En 1994, vous avez choisi de quitter l’enseignement pour vous consacrer exclusivement à cette activité de « troubadour du Bon Dieu », comme vous dites, pourquoi ?
Je ne pouvais plus tout mener de front : enseigner, diriger un établissement scolaire et passer mes vacances et mes week-ends sur les routes.
Et puis, je sentais qu’il fallait que je réponde à un appel : à l’heure où la catéchèse nous échappe, j’avais entre les mains une nouvelle manière d’annoncer l’Evangile, une façon originale de proposer la foi. Or, cette capacité à animer des veillées et à écrire des chansons m’avait été donnée ; Il fallait que je l’utilise pleinement. Quitte à ce qu’il me coûte parfois de prendre la route et d’enchaîner les veillées.

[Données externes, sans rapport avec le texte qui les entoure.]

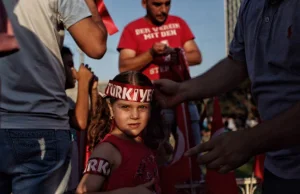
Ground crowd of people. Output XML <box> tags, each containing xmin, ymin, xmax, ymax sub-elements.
<box><xmin>1</xmin><ymin>0</ymin><xmax>300</xmax><ymax>194</ymax></box>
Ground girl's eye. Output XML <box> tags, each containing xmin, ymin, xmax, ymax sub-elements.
<box><xmin>121</xmin><ymin>105</ymin><xmax>129</xmax><ymax>109</ymax></box>
<box><xmin>139</xmin><ymin>105</ymin><xmax>148</xmax><ymax>109</ymax></box>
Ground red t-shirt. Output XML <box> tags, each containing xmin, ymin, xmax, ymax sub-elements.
<box><xmin>101</xmin><ymin>134</ymin><xmax>161</xmax><ymax>194</ymax></box>
<box><xmin>117</xmin><ymin>15</ymin><xmax>195</xmax><ymax>81</ymax></box>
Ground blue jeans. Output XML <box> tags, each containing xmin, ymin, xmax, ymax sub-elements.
<box><xmin>161</xmin><ymin>102</ymin><xmax>201</xmax><ymax>146</ymax></box>
<box><xmin>0</xmin><ymin>129</ymin><xmax>72</xmax><ymax>194</ymax></box>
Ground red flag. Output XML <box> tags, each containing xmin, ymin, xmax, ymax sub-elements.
<box><xmin>97</xmin><ymin>0</ymin><xmax>118</xmax><ymax>35</ymax></box>
<box><xmin>159</xmin><ymin>49</ymin><xmax>201</xmax><ymax>194</ymax></box>
<box><xmin>205</xmin><ymin>97</ymin><xmax>239</xmax><ymax>194</ymax></box>
<box><xmin>253</xmin><ymin>154</ymin><xmax>265</xmax><ymax>181</ymax></box>
<box><xmin>253</xmin><ymin>118</ymin><xmax>265</xmax><ymax>181</ymax></box>
<box><xmin>76</xmin><ymin>130</ymin><xmax>88</xmax><ymax>175</ymax></box>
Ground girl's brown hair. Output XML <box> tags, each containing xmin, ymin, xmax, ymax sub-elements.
<box><xmin>88</xmin><ymin>71</ymin><xmax>169</xmax><ymax>151</ymax></box>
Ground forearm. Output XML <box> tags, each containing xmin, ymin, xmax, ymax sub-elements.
<box><xmin>247</xmin><ymin>101</ymin><xmax>300</xmax><ymax>155</ymax></box>
<box><xmin>119</xmin><ymin>50</ymin><xmax>153</xmax><ymax>72</ymax></box>
<box><xmin>75</xmin><ymin>80</ymin><xmax>90</xmax><ymax>130</ymax></box>
<box><xmin>185</xmin><ymin>50</ymin><xmax>202</xmax><ymax>66</ymax></box>
<box><xmin>181</xmin><ymin>57</ymin><xmax>248</xmax><ymax>100</ymax></box>
<box><xmin>85</xmin><ymin>0</ymin><xmax>107</xmax><ymax>43</ymax></box>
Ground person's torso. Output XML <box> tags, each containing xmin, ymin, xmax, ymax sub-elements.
<box><xmin>102</xmin><ymin>134</ymin><xmax>161</xmax><ymax>194</ymax></box>
<box><xmin>0</xmin><ymin>0</ymin><xmax>68</xmax><ymax>129</ymax></box>
<box><xmin>127</xmin><ymin>16</ymin><xmax>190</xmax><ymax>81</ymax></box>
<box><xmin>241</xmin><ymin>0</ymin><xmax>300</xmax><ymax>179</ymax></box>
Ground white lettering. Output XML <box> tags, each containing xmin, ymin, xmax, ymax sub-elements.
<box><xmin>143</xmin><ymin>32</ymin><xmax>159</xmax><ymax>40</ymax></box>
<box><xmin>110</xmin><ymin>84</ymin><xmax>116</xmax><ymax>96</ymax></box>
<box><xmin>135</xmin><ymin>28</ymin><xmax>151</xmax><ymax>35</ymax></box>
<box><xmin>115</xmin><ymin>86</ymin><xmax>122</xmax><ymax>99</ymax></box>
<box><xmin>161</xmin><ymin>30</ymin><xmax>177</xmax><ymax>37</ymax></box>
<box><xmin>147</xmin><ymin>89</ymin><xmax>153</xmax><ymax>102</ymax></box>
<box><xmin>159</xmin><ymin>23</ymin><xmax>180</xmax><ymax>31</ymax></box>
<box><xmin>133</xmin><ymin>89</ymin><xmax>139</xmax><ymax>101</ymax></box>
<box><xmin>122</xmin><ymin>87</ymin><xmax>132</xmax><ymax>100</ymax></box>
<box><xmin>139</xmin><ymin>89</ymin><xmax>147</xmax><ymax>102</ymax></box>
<box><xmin>104</xmin><ymin>83</ymin><xmax>154</xmax><ymax>103</ymax></box>
<box><xmin>97</xmin><ymin>160</ymin><xmax>111</xmax><ymax>175</ymax></box>
<box><xmin>87</xmin><ymin>159</ymin><xmax>97</xmax><ymax>172</ymax></box>
<box><xmin>105</xmin><ymin>83</ymin><xmax>112</xmax><ymax>95</ymax></box>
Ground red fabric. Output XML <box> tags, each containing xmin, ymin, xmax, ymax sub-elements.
<box><xmin>159</xmin><ymin>50</ymin><xmax>201</xmax><ymax>194</ymax></box>
<box><xmin>205</xmin><ymin>97</ymin><xmax>239</xmax><ymax>194</ymax></box>
<box><xmin>76</xmin><ymin>130</ymin><xmax>88</xmax><ymax>175</ymax></box>
<box><xmin>253</xmin><ymin>154</ymin><xmax>265</xmax><ymax>181</ymax></box>
<box><xmin>0</xmin><ymin>0</ymin><xmax>19</xmax><ymax>54</ymax></box>
<box><xmin>100</xmin><ymin>134</ymin><xmax>161</xmax><ymax>193</ymax></box>
<box><xmin>97</xmin><ymin>0</ymin><xmax>118</xmax><ymax>35</ymax></box>
<box><xmin>104</xmin><ymin>80</ymin><xmax>154</xmax><ymax>102</ymax></box>
<box><xmin>117</xmin><ymin>15</ymin><xmax>194</xmax><ymax>81</ymax></box>
<box><xmin>253</xmin><ymin>118</ymin><xmax>265</xmax><ymax>181</ymax></box>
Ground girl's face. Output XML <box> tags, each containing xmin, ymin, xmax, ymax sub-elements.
<box><xmin>111</xmin><ymin>99</ymin><xmax>151</xmax><ymax>139</ymax></box>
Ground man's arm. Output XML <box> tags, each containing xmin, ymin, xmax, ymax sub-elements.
<box><xmin>182</xmin><ymin>57</ymin><xmax>248</xmax><ymax>100</ymax></box>
<box><xmin>67</xmin><ymin>0</ymin><xmax>107</xmax><ymax>59</ymax></box>
<box><xmin>183</xmin><ymin>40</ymin><xmax>202</xmax><ymax>66</ymax></box>
<box><xmin>118</xmin><ymin>49</ymin><xmax>153</xmax><ymax>72</ymax></box>
<box><xmin>154</xmin><ymin>57</ymin><xmax>248</xmax><ymax>108</ymax></box>
<box><xmin>118</xmin><ymin>42</ymin><xmax>169</xmax><ymax>72</ymax></box>
<box><xmin>249</xmin><ymin>102</ymin><xmax>300</xmax><ymax>155</ymax></box>
<box><xmin>185</xmin><ymin>100</ymin><xmax>300</xmax><ymax>173</ymax></box>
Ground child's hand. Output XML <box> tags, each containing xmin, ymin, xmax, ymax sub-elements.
<box><xmin>77</xmin><ymin>64</ymin><xmax>94</xmax><ymax>83</ymax></box>
<box><xmin>132</xmin><ymin>178</ymin><xmax>155</xmax><ymax>194</ymax></box>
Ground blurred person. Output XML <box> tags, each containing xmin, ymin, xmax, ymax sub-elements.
<box><xmin>0</xmin><ymin>0</ymin><xmax>107</xmax><ymax>193</ymax></box>
<box><xmin>154</xmin><ymin>0</ymin><xmax>300</xmax><ymax>193</ymax></box>
<box><xmin>62</xmin><ymin>46</ymin><xmax>95</xmax><ymax>193</ymax></box>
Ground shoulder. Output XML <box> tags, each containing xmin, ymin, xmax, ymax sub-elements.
<box><xmin>91</xmin><ymin>142</ymin><xmax>121</xmax><ymax>165</ymax></box>
<box><xmin>168</xmin><ymin>15</ymin><xmax>187</xmax><ymax>23</ymax></box>
<box><xmin>57</xmin><ymin>0</ymin><xmax>91</xmax><ymax>28</ymax></box>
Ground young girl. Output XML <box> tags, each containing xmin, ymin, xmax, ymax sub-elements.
<box><xmin>76</xmin><ymin>71</ymin><xmax>169</xmax><ymax>194</ymax></box>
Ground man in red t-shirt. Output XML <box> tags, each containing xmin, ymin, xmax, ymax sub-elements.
<box><xmin>117</xmin><ymin>0</ymin><xmax>203</xmax><ymax>162</ymax></box>
<box><xmin>118</xmin><ymin>0</ymin><xmax>202</xmax><ymax>80</ymax></box>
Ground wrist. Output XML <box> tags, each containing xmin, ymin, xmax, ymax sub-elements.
<box><xmin>78</xmin><ymin>79</ymin><xmax>90</xmax><ymax>89</ymax></box>
<box><xmin>243</xmin><ymin>126</ymin><xmax>263</xmax><ymax>156</ymax></box>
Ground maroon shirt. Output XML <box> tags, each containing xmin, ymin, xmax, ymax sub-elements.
<box><xmin>102</xmin><ymin>134</ymin><xmax>161</xmax><ymax>194</ymax></box>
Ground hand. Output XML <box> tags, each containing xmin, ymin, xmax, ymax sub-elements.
<box><xmin>151</xmin><ymin>42</ymin><xmax>169</xmax><ymax>56</ymax></box>
<box><xmin>153</xmin><ymin>79</ymin><xmax>186</xmax><ymax>108</ymax></box>
<box><xmin>185</xmin><ymin>130</ymin><xmax>253</xmax><ymax>174</ymax></box>
<box><xmin>132</xmin><ymin>179</ymin><xmax>155</xmax><ymax>194</ymax></box>
<box><xmin>77</xmin><ymin>64</ymin><xmax>94</xmax><ymax>83</ymax></box>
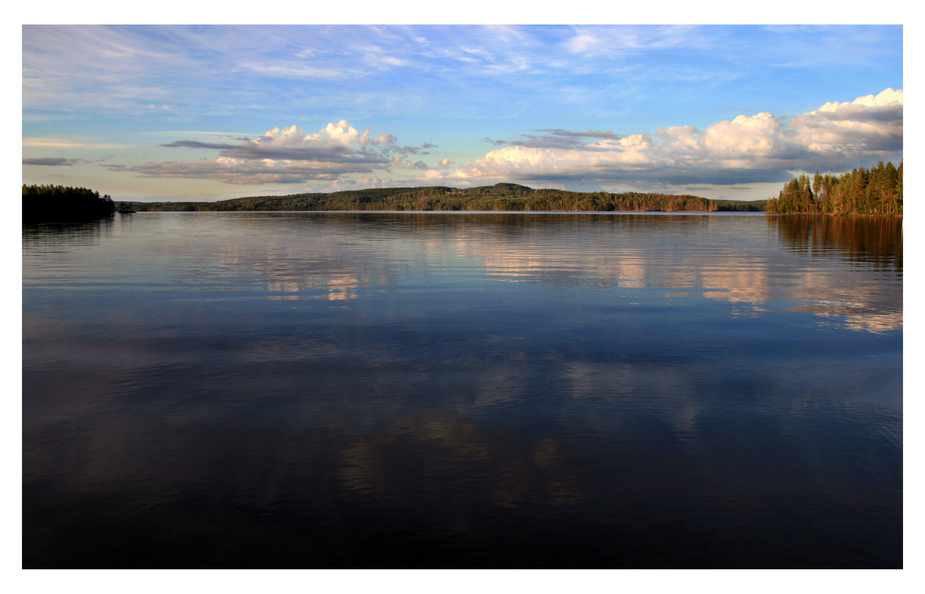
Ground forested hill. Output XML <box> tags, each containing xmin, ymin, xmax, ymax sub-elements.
<box><xmin>128</xmin><ymin>184</ymin><xmax>732</xmax><ymax>213</ymax></box>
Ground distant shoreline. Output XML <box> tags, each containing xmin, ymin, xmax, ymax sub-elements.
<box><xmin>119</xmin><ymin>184</ymin><xmax>767</xmax><ymax>214</ymax></box>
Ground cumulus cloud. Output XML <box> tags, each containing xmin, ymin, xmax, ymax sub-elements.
<box><xmin>119</xmin><ymin>90</ymin><xmax>901</xmax><ymax>190</ymax></box>
<box><xmin>447</xmin><ymin>134</ymin><xmax>657</xmax><ymax>184</ymax></box>
<box><xmin>132</xmin><ymin>121</ymin><xmax>444</xmax><ymax>184</ymax></box>
<box><xmin>132</xmin><ymin>121</ymin><xmax>401</xmax><ymax>184</ymax></box>
<box><xmin>440</xmin><ymin>89</ymin><xmax>902</xmax><ymax>187</ymax></box>
<box><xmin>789</xmin><ymin>88</ymin><xmax>903</xmax><ymax>153</ymax></box>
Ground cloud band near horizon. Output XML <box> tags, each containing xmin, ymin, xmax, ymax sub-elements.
<box><xmin>442</xmin><ymin>88</ymin><xmax>902</xmax><ymax>188</ymax></box>
<box><xmin>29</xmin><ymin>88</ymin><xmax>902</xmax><ymax>193</ymax></box>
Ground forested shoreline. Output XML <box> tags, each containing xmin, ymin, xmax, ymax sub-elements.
<box><xmin>24</xmin><ymin>161</ymin><xmax>902</xmax><ymax>220</ymax></box>
<box><xmin>767</xmin><ymin>161</ymin><xmax>902</xmax><ymax>215</ymax></box>
<box><xmin>22</xmin><ymin>184</ymin><xmax>116</xmax><ymax>222</ymax></box>
<box><xmin>126</xmin><ymin>184</ymin><xmax>729</xmax><ymax>213</ymax></box>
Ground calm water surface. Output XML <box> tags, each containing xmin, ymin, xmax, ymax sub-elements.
<box><xmin>22</xmin><ymin>212</ymin><xmax>902</xmax><ymax>568</ymax></box>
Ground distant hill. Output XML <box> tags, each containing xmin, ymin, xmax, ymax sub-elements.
<box><xmin>126</xmin><ymin>184</ymin><xmax>763</xmax><ymax>213</ymax></box>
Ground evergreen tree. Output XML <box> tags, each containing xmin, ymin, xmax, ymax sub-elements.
<box><xmin>766</xmin><ymin>162</ymin><xmax>901</xmax><ymax>216</ymax></box>
<box><xmin>23</xmin><ymin>184</ymin><xmax>116</xmax><ymax>222</ymax></box>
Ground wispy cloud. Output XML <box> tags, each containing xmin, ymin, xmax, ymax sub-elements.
<box><xmin>236</xmin><ymin>62</ymin><xmax>343</xmax><ymax>78</ymax></box>
<box><xmin>23</xmin><ymin>158</ymin><xmax>78</xmax><ymax>166</ymax></box>
<box><xmin>564</xmin><ymin>25</ymin><xmax>707</xmax><ymax>57</ymax></box>
<box><xmin>23</xmin><ymin>25</ymin><xmax>903</xmax><ymax>123</ymax></box>
<box><xmin>503</xmin><ymin>129</ymin><xmax>623</xmax><ymax>150</ymax></box>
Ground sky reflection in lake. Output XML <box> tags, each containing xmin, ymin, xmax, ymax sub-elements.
<box><xmin>22</xmin><ymin>212</ymin><xmax>902</xmax><ymax>568</ymax></box>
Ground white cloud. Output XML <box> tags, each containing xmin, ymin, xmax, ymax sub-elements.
<box><xmin>701</xmin><ymin>113</ymin><xmax>789</xmax><ymax>158</ymax></box>
<box><xmin>118</xmin><ymin>90</ymin><xmax>901</xmax><ymax>193</ymax></box>
<box><xmin>565</xmin><ymin>33</ymin><xmax>602</xmax><ymax>55</ymax></box>
<box><xmin>127</xmin><ymin>119</ymin><xmax>453</xmax><ymax>187</ymax></box>
<box><xmin>130</xmin><ymin>121</ymin><xmax>398</xmax><ymax>184</ymax></box>
<box><xmin>789</xmin><ymin>88</ymin><xmax>903</xmax><ymax>153</ymax></box>
<box><xmin>372</xmin><ymin>133</ymin><xmax>397</xmax><ymax>146</ymax></box>
<box><xmin>438</xmin><ymin>89</ymin><xmax>902</xmax><ymax>187</ymax></box>
<box><xmin>564</xmin><ymin>25</ymin><xmax>702</xmax><ymax>57</ymax></box>
<box><xmin>257</xmin><ymin>121</ymin><xmax>371</xmax><ymax>152</ymax></box>
<box><xmin>237</xmin><ymin>62</ymin><xmax>341</xmax><ymax>78</ymax></box>
<box><xmin>819</xmin><ymin>87</ymin><xmax>902</xmax><ymax>111</ymax></box>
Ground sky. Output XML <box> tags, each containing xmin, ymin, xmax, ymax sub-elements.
<box><xmin>21</xmin><ymin>23</ymin><xmax>903</xmax><ymax>203</ymax></box>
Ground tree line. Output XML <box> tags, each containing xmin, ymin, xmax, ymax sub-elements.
<box><xmin>129</xmin><ymin>184</ymin><xmax>722</xmax><ymax>213</ymax></box>
<box><xmin>23</xmin><ymin>184</ymin><xmax>116</xmax><ymax>222</ymax></box>
<box><xmin>766</xmin><ymin>161</ymin><xmax>902</xmax><ymax>215</ymax></box>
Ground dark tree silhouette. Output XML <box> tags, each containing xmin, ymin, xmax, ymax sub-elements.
<box><xmin>23</xmin><ymin>184</ymin><xmax>116</xmax><ymax>222</ymax></box>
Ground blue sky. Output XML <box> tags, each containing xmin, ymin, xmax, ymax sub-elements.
<box><xmin>22</xmin><ymin>24</ymin><xmax>903</xmax><ymax>202</ymax></box>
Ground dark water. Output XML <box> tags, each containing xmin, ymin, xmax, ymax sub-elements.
<box><xmin>22</xmin><ymin>212</ymin><xmax>902</xmax><ymax>568</ymax></box>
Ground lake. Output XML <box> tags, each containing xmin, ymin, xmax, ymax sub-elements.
<box><xmin>22</xmin><ymin>212</ymin><xmax>903</xmax><ymax>568</ymax></box>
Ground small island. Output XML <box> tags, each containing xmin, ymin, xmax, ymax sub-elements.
<box><xmin>23</xmin><ymin>184</ymin><xmax>116</xmax><ymax>223</ymax></box>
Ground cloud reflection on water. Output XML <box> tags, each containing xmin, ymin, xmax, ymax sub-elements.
<box><xmin>22</xmin><ymin>212</ymin><xmax>902</xmax><ymax>567</ymax></box>
<box><xmin>187</xmin><ymin>213</ymin><xmax>902</xmax><ymax>332</ymax></box>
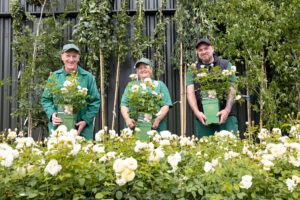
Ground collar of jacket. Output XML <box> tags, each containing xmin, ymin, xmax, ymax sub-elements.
<box><xmin>56</xmin><ymin>66</ymin><xmax>88</xmax><ymax>76</ymax></box>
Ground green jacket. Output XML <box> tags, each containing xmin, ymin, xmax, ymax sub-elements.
<box><xmin>41</xmin><ymin>66</ymin><xmax>100</xmax><ymax>140</ymax></box>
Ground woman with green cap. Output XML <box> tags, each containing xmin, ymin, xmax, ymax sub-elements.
<box><xmin>120</xmin><ymin>58</ymin><xmax>172</xmax><ymax>132</ymax></box>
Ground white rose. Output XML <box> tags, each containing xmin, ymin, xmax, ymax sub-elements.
<box><xmin>240</xmin><ymin>175</ymin><xmax>252</xmax><ymax>189</ymax></box>
<box><xmin>147</xmin><ymin>130</ymin><xmax>157</xmax><ymax>137</ymax></box>
<box><xmin>140</xmin><ymin>83</ymin><xmax>147</xmax><ymax>90</ymax></box>
<box><xmin>144</xmin><ymin>78</ymin><xmax>152</xmax><ymax>85</ymax></box>
<box><xmin>235</xmin><ymin>95</ymin><xmax>242</xmax><ymax>101</ymax></box>
<box><xmin>152</xmin><ymin>81</ymin><xmax>159</xmax><ymax>88</ymax></box>
<box><xmin>121</xmin><ymin>168</ymin><xmax>135</xmax><ymax>182</ymax></box>
<box><xmin>272</xmin><ymin>128</ymin><xmax>282</xmax><ymax>136</ymax></box>
<box><xmin>231</xmin><ymin>65</ymin><xmax>236</xmax><ymax>73</ymax></box>
<box><xmin>160</xmin><ymin>139</ymin><xmax>170</xmax><ymax>146</ymax></box>
<box><xmin>160</xmin><ymin>130</ymin><xmax>172</xmax><ymax>139</ymax></box>
<box><xmin>116</xmin><ymin>178</ymin><xmax>127</xmax><ymax>186</ymax></box>
<box><xmin>113</xmin><ymin>159</ymin><xmax>126</xmax><ymax>173</ymax></box>
<box><xmin>292</xmin><ymin>175</ymin><xmax>300</xmax><ymax>183</ymax></box>
<box><xmin>7</xmin><ymin>130</ymin><xmax>17</xmax><ymax>140</ymax></box>
<box><xmin>92</xmin><ymin>144</ymin><xmax>105</xmax><ymax>153</ymax></box>
<box><xmin>197</xmin><ymin>72</ymin><xmax>207</xmax><ymax>77</ymax></box>
<box><xmin>70</xmin><ymin>144</ymin><xmax>81</xmax><ymax>155</ymax></box>
<box><xmin>261</xmin><ymin>159</ymin><xmax>274</xmax><ymax>170</ymax></box>
<box><xmin>222</xmin><ymin>70</ymin><xmax>230</xmax><ymax>76</ymax></box>
<box><xmin>286</xmin><ymin>178</ymin><xmax>297</xmax><ymax>192</ymax></box>
<box><xmin>131</xmin><ymin>85</ymin><xmax>139</xmax><ymax>93</ymax></box>
<box><xmin>44</xmin><ymin>159</ymin><xmax>62</xmax><ymax>176</ymax></box>
<box><xmin>63</xmin><ymin>80</ymin><xmax>73</xmax><ymax>87</ymax></box>
<box><xmin>204</xmin><ymin>161</ymin><xmax>213</xmax><ymax>172</ymax></box>
<box><xmin>124</xmin><ymin>157</ymin><xmax>138</xmax><ymax>171</ymax></box>
<box><xmin>289</xmin><ymin>154</ymin><xmax>300</xmax><ymax>167</ymax></box>
<box><xmin>61</xmin><ymin>88</ymin><xmax>68</xmax><ymax>93</ymax></box>
<box><xmin>129</xmin><ymin>74</ymin><xmax>138</xmax><ymax>81</ymax></box>
<box><xmin>95</xmin><ymin>129</ymin><xmax>105</xmax><ymax>142</ymax></box>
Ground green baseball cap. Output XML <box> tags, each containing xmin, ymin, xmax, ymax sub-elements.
<box><xmin>134</xmin><ymin>58</ymin><xmax>153</xmax><ymax>68</ymax></box>
<box><xmin>62</xmin><ymin>44</ymin><xmax>80</xmax><ymax>54</ymax></box>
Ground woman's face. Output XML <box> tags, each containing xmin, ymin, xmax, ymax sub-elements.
<box><xmin>137</xmin><ymin>63</ymin><xmax>152</xmax><ymax>79</ymax></box>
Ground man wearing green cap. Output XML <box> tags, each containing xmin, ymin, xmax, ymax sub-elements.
<box><xmin>120</xmin><ymin>57</ymin><xmax>172</xmax><ymax>132</ymax></box>
<box><xmin>186</xmin><ymin>38</ymin><xmax>238</xmax><ymax>139</ymax></box>
<box><xmin>41</xmin><ymin>44</ymin><xmax>101</xmax><ymax>140</ymax></box>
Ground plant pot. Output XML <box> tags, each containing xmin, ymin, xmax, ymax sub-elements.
<box><xmin>135</xmin><ymin>122</ymin><xmax>151</xmax><ymax>141</ymax></box>
<box><xmin>135</xmin><ymin>113</ymin><xmax>152</xmax><ymax>141</ymax></box>
<box><xmin>202</xmin><ymin>98</ymin><xmax>220</xmax><ymax>124</ymax></box>
<box><xmin>57</xmin><ymin>105</ymin><xmax>77</xmax><ymax>131</ymax></box>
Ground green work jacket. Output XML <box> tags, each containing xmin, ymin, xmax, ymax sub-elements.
<box><xmin>120</xmin><ymin>80</ymin><xmax>172</xmax><ymax>132</ymax></box>
<box><xmin>41</xmin><ymin>66</ymin><xmax>100</xmax><ymax>140</ymax></box>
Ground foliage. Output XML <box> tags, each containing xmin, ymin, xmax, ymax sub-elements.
<box><xmin>43</xmin><ymin>72</ymin><xmax>91</xmax><ymax>113</ymax></box>
<box><xmin>151</xmin><ymin>0</ymin><xmax>169</xmax><ymax>78</ymax></box>
<box><xmin>189</xmin><ymin>64</ymin><xmax>238</xmax><ymax>101</ymax></box>
<box><xmin>208</xmin><ymin>0</ymin><xmax>300</xmax><ymax>128</ymax></box>
<box><xmin>73</xmin><ymin>0</ymin><xmax>112</xmax><ymax>76</ymax></box>
<box><xmin>0</xmin><ymin>114</ymin><xmax>300</xmax><ymax>199</ymax></box>
<box><xmin>173</xmin><ymin>0</ymin><xmax>216</xmax><ymax>69</ymax></box>
<box><xmin>9</xmin><ymin>0</ymin><xmax>71</xmax><ymax>131</ymax></box>
<box><xmin>130</xmin><ymin>0</ymin><xmax>150</xmax><ymax>61</ymax></box>
<box><xmin>124</xmin><ymin>76</ymin><xmax>163</xmax><ymax>121</ymax></box>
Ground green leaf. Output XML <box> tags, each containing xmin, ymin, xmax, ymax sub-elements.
<box><xmin>116</xmin><ymin>191</ymin><xmax>123</xmax><ymax>200</ymax></box>
<box><xmin>79</xmin><ymin>178</ymin><xmax>85</xmax><ymax>187</ymax></box>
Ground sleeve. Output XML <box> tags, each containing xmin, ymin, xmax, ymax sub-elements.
<box><xmin>120</xmin><ymin>84</ymin><xmax>130</xmax><ymax>107</ymax></box>
<box><xmin>186</xmin><ymin>67</ymin><xmax>194</xmax><ymax>86</ymax></box>
<box><xmin>159</xmin><ymin>81</ymin><xmax>173</xmax><ymax>108</ymax></box>
<box><xmin>41</xmin><ymin>75</ymin><xmax>56</xmax><ymax>120</ymax></box>
<box><xmin>227</xmin><ymin>62</ymin><xmax>237</xmax><ymax>82</ymax></box>
<box><xmin>80</xmin><ymin>75</ymin><xmax>101</xmax><ymax>125</ymax></box>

Je serais évidemment plus tranquille chez moi, à profiter de ma retraite de directeur… Mais si je n’avais pas suivi cette voie, j’aurais eu le sentiment de trahir le Bon Dieu.
Le « Bon Dieu » semble tenir une place importante dans votre vie… En a-t-il toujours été ainsi ?
Effectivement, le Bon Dieu a joué un sacré rôle dans ma vie… Et qu’est-ce qu’il m’a gâté ! Je ne mourrai pas riche, mais grâce à Lui, je peux dire : « C’était bien ! », j’ai eu une vie extraordinaire. Si c’était à refaire, je referais presque tout pareil.
Il m’a fait le cadeau de la foi dès mon plus jeune âge. Elle ne m’a jamais quitté. Dieu est resté le sens de ma vie. Si j’ai douté? Cela m’est sûrement arrivé, le doute est indissociable de la foi. Mais j’ai cette chance d’avoir à dire, presque chaque soir, quelle est ma foi. Une foi qui se dit avec des mots et des notes de musique, c’est une foi qui grandit ! Je m’auto-évangélise, en quelque sorte ! La foi, c’est comme un muscle, si on le fait travailler, il va prendre de la consistance. A l’inverse, si on ne dit jamais sa foi avec des mots, elle risque de s’atrophier.
Evangéliser par le chant, qu’est-ce que cela veut dire ?
Dans un monde plombé par le marasme, je veux proposer la foi, c’est-à-dire une pierre de fondation, une énergie pour se construire. La chanson est un moyen privilégié pour véhiculer une émotion et un message. J’aimerais qu’elle permette à des gens de se mettre en route. Si, après une veillée, une seule personne rentrait chez elle et se mettait à lire la Bible, ce serait gagné !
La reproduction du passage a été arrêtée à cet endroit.